This thesis discusses how we can empower application domain experts with pattern-oriented application frameworks, which can allow them to effectively utilize the capabilities of highly parallel manycore microprocessors and productively develop efficient parallel software applications. Our pattern-oriented application framework includes an application context for outlining application characteristics, a software architecture for describing the application concurrency exploited in the framework, a reference implementation as a sample design, and a set of extension points for flexible customization.

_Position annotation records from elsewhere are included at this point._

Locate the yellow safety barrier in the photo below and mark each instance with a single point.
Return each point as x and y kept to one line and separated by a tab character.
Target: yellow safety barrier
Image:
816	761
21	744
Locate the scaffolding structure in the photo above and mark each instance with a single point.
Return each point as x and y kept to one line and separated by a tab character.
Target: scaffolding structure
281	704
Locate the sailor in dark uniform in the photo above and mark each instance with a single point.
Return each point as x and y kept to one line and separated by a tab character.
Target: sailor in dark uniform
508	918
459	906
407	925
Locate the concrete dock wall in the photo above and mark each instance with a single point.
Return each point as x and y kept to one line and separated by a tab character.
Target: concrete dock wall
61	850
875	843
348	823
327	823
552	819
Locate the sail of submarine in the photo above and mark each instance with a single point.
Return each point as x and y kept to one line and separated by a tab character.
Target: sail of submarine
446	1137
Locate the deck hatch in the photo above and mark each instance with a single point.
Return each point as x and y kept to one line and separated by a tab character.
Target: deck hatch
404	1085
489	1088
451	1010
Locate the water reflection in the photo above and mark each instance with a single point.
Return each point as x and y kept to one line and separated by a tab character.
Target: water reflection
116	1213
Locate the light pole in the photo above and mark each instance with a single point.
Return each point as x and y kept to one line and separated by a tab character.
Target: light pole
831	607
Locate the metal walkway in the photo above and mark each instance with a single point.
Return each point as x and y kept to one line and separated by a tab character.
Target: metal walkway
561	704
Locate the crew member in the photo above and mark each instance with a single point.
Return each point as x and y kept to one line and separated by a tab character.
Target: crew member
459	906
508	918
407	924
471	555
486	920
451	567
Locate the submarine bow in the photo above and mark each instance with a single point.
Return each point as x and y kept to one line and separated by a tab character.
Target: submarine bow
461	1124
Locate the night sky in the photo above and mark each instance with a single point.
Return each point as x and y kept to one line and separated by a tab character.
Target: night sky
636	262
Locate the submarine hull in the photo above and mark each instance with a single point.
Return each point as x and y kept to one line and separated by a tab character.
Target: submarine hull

We studied the process of accelerating applications in the fields of machine learning and computational finance, specifically looking at automatic speech recognition (ASR), financial market value-at-risk estimation (VaR), and financial potential future exposure (PFE). We present a pattern-oriented application framework for ASR, as well as efficient reference implementations of VaR and PFE. For the ASR framework, we demonstrate its construction and two separate deployments, one of which flexibly extends the ASR framework to enable lip-reading in high-noise recognition environments. The framework enabled a Matlab/Java programmer to effectively utilize a manycore microprocessor to achieve a 20x speedup in recognition throughput as compared to a sequential CPU implementation.
Our pattern-oriented application framework provides an approach for crystallizing and transferring the often-tacit knowledge of effective parallel programming techniques while allowing for flexible adaptation to various application usage scenarios. We believe that the pattern-oriented application framework will be an essential tool for the effective utilization of manycore microprocessors for application domain experts.